On Twitter, Lightfoot has responded in kind. She released a video showing the mayor camped out at home. In various scenes, she bakes, decorates, dunks a toy basketball and watches a rerun of the 2005 White Sox World Series championship. The concluding message of each: “Stay home, save lives.” (She also sings it while strumming a guitar.)
Kelly Leonard, a longtime creative executive at the Second City, the legendary improvisational theater that has launched the careers of many of Chicago’s most famous comic actors, characterized Lightfoot’s use of comedy as “brilliant” for how it engages people.
“She’s fighting a virus with a virus because comedy is also viral and humor is contagious,” he said Monday. “The idea that she would pick a medium by which she could use the biggest megaphone was smart.”

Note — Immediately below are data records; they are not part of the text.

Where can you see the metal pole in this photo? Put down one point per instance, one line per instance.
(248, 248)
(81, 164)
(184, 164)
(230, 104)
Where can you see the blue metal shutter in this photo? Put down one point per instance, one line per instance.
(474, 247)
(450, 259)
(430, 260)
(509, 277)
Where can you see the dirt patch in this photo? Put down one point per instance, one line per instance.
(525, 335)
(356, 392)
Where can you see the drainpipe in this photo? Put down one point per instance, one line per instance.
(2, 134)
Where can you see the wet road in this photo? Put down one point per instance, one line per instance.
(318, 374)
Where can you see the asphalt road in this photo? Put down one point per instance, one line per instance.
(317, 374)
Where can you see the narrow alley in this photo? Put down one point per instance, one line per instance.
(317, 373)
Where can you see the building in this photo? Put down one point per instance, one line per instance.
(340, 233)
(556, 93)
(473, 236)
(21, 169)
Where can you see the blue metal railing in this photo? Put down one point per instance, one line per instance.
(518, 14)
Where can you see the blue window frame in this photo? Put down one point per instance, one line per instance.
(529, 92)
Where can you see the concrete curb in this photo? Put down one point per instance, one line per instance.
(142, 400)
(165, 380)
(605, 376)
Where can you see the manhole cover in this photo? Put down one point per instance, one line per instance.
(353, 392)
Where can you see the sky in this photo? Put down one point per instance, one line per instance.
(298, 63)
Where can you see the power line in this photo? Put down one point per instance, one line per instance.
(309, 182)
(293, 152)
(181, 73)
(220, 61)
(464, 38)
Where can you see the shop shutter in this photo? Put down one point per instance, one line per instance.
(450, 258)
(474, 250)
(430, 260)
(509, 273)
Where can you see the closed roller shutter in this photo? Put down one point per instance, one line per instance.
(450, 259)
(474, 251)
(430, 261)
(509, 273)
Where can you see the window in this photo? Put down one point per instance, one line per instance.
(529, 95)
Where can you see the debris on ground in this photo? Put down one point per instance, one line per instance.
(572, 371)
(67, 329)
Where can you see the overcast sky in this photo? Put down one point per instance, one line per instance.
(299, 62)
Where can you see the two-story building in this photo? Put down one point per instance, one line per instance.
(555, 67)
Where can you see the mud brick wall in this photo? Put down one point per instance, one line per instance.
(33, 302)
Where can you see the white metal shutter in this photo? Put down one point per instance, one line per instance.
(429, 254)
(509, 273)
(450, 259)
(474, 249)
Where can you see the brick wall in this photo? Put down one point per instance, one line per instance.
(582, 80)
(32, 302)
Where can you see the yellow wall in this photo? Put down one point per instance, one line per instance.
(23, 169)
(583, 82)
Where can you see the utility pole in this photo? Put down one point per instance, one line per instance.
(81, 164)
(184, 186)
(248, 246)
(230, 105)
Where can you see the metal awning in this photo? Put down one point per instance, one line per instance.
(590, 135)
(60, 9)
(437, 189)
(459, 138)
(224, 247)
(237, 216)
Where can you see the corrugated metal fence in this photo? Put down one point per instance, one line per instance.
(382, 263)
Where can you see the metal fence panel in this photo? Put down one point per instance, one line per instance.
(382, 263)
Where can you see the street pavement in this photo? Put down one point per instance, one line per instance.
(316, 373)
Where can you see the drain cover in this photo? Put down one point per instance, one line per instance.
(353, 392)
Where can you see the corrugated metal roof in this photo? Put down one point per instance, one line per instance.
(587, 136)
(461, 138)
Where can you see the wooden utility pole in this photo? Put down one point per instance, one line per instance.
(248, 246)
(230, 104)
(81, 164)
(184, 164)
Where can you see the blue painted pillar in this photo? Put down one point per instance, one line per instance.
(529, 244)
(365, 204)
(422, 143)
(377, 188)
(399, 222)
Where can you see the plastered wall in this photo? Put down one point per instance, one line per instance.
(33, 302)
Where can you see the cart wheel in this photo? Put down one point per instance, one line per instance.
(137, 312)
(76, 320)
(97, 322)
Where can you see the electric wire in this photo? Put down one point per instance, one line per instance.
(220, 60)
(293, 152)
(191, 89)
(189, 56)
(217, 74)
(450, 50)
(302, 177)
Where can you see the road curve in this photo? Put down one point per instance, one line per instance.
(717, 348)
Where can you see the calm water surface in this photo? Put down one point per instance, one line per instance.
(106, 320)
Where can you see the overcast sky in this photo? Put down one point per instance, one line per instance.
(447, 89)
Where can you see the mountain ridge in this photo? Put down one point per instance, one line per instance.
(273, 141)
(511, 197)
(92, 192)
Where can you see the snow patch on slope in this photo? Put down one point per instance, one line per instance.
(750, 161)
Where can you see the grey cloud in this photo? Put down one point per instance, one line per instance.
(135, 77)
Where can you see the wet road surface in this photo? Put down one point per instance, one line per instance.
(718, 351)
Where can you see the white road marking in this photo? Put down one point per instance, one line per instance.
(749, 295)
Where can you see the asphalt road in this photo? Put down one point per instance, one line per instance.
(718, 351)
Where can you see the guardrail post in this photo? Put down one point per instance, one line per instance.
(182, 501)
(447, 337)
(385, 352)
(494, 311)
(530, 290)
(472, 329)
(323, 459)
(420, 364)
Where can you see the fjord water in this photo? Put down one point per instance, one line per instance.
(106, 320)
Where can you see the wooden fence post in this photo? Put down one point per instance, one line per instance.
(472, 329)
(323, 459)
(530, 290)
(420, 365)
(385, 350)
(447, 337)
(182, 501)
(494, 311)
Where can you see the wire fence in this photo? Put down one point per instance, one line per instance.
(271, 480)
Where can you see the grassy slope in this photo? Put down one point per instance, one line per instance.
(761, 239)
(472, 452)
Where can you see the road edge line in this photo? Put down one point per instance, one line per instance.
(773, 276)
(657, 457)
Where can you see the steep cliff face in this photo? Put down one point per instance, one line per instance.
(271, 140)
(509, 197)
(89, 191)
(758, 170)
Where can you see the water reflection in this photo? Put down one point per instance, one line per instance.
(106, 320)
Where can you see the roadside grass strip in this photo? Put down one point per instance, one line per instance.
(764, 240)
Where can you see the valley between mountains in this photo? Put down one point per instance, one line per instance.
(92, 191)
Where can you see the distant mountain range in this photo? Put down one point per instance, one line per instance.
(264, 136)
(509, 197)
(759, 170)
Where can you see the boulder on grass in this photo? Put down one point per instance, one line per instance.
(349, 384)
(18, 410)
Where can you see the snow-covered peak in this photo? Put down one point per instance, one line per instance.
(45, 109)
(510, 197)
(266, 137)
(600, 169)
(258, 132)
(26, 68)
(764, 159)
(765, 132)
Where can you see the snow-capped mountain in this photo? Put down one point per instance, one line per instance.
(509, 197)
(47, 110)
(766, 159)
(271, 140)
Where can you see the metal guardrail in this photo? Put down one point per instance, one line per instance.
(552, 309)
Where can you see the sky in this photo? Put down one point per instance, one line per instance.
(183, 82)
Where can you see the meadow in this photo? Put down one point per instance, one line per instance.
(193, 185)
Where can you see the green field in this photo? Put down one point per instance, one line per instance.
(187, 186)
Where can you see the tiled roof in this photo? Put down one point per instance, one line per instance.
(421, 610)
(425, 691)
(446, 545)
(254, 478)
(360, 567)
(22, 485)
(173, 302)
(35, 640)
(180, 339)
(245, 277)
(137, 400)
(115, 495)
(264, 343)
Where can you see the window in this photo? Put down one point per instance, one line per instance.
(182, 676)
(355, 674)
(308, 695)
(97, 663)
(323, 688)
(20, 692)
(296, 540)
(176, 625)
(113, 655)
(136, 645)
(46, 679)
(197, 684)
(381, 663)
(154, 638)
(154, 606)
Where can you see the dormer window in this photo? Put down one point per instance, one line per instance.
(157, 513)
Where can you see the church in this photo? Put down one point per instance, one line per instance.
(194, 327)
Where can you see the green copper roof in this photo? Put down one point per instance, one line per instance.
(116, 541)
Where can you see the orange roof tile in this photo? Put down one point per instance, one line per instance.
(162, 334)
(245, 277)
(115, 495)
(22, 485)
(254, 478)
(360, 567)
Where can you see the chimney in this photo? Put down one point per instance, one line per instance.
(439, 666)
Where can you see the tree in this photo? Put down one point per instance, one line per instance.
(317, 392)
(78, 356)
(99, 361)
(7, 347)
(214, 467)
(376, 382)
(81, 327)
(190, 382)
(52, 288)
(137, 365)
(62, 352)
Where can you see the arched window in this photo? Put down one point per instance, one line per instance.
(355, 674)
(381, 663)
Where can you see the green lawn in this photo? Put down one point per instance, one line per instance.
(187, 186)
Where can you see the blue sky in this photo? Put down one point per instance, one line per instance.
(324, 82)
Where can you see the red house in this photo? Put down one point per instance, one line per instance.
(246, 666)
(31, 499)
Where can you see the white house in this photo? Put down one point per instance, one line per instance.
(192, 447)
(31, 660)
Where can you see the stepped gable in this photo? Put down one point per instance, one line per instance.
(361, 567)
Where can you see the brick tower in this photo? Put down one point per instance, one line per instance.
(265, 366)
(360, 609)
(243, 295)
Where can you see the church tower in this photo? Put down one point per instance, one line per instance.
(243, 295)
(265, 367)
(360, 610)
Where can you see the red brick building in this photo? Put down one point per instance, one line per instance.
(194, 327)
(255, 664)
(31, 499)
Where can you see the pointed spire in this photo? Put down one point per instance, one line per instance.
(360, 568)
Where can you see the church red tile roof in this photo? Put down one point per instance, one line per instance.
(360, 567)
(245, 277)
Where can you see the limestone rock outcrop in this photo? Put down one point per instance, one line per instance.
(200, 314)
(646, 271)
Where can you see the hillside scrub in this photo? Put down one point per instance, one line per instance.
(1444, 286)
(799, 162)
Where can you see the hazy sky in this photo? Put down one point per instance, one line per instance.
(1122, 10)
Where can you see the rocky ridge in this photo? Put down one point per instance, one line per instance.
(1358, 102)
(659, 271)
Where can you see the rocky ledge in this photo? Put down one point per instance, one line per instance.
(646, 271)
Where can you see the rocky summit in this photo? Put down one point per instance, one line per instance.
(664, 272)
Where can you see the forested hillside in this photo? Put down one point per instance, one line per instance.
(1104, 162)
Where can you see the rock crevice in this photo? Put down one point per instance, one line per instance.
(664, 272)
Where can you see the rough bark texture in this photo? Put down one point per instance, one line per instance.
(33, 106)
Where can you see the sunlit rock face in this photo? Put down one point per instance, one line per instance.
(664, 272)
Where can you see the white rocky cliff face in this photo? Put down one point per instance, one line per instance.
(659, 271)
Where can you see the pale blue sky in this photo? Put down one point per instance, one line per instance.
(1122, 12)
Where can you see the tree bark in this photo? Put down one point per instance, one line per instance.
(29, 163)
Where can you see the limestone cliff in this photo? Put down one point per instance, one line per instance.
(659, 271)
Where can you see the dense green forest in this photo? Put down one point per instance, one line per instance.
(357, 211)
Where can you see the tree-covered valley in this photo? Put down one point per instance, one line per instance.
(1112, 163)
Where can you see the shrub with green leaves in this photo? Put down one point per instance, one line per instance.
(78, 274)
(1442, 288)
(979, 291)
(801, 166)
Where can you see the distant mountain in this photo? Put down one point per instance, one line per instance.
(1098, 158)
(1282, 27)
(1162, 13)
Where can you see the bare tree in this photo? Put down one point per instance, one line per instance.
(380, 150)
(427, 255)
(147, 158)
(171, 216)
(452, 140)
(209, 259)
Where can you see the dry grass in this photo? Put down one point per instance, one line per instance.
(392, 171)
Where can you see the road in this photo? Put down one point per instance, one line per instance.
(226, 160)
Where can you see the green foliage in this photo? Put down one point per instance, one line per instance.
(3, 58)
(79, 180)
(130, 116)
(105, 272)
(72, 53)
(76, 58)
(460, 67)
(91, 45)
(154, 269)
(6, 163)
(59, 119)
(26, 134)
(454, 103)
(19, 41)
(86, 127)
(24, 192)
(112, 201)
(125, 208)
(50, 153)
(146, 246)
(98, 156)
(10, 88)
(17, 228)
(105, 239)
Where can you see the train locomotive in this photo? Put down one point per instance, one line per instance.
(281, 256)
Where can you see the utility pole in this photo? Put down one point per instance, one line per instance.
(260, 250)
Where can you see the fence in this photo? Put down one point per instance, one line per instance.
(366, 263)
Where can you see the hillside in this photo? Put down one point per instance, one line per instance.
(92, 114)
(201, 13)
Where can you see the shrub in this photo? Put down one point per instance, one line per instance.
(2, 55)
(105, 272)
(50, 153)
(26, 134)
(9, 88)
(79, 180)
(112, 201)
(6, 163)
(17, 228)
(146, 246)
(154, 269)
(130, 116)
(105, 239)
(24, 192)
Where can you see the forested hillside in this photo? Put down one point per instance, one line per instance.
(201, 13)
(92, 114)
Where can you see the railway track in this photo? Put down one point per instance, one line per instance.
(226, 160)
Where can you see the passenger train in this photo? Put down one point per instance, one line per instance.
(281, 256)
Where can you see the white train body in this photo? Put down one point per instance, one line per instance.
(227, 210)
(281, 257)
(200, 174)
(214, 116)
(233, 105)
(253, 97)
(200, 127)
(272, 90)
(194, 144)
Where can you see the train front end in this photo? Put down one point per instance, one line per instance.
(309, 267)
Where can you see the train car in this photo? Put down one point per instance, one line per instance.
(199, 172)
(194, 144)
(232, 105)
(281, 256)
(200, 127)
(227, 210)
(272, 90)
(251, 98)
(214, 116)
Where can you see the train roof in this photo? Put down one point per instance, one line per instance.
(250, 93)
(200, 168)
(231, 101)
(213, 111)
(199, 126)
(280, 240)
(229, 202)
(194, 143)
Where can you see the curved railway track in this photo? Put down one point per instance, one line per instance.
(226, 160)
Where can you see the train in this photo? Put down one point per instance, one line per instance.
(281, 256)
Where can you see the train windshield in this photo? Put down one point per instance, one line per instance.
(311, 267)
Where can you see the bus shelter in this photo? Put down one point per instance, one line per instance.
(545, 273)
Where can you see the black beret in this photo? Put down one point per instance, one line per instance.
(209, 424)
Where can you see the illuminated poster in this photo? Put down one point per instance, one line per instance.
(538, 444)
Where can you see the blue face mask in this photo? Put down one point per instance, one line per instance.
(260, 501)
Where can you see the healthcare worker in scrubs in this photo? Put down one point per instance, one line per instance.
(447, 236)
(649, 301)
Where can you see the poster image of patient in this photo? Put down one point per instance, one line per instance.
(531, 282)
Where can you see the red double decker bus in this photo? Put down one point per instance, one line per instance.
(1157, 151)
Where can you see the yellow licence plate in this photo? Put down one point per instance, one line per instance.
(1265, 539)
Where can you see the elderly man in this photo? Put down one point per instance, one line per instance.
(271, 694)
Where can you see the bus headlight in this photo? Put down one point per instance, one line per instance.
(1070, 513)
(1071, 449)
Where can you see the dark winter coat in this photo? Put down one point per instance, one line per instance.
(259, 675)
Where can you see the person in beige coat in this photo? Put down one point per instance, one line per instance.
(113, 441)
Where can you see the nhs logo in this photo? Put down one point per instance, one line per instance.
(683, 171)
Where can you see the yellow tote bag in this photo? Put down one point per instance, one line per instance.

The tone is in sharp contrast with that of her counterparts in other big cities on the East and West coasts, where covid-19 hit earlier and harder. Most have stayed only on serious messaging, as has Lightfoot in her daily briefings. On Monday, she was strictly business in discussing the vast racial disparity emerging with local infections. African Americans account for 68 percent of the city’s deaths and just over half of its confirmed cases — despite making up just 30 percent of Chicago’s population. “This is a call-to-action moment for all of us,” she announced solemnly at a news conference.
Online, however, is different. There, her meme avatar’s glaring eyes, furrowed brow and monochromatic suit do not appear on a City Hall podium but loom from a tree branch like Batman instead.
Leonard says the sharp divergence from Lightfoot’s public image is what makes this approach so effective.
“This is not someone who presents themselves as a funny character. … She really is surprising people, which is why everyone is delighting in it. It came out of nowhere, and the best comedy is the comedy of surprise,” he said.
Lightfoot said in an interview Tuesday that her office was “very intentional about the strategy” but did not expect the organic, viral response. “What this moment tells us is people are in a situation where they want something that makes them smile,” she said.
Beyond using the mayor as a foil, her office reached out to the Second City to request that some of its alumni record videos to reinforce the social distancing message. Steve Carell, Jane Lynch, Bonnie Hunt and Joel Murray have already responded, Leonard said.
Is there a final punchline to this campaign — or does Lightfoot risk getting yanked offstage with a big hook?
Like covid-19 itself, the future is uncertain.
“It’s a beautiful sunshine-y day,” she said Tuesday. “And we’re going to be in this for weeks to come. We need something to rally around. I believe it’s really helping people get through it together.”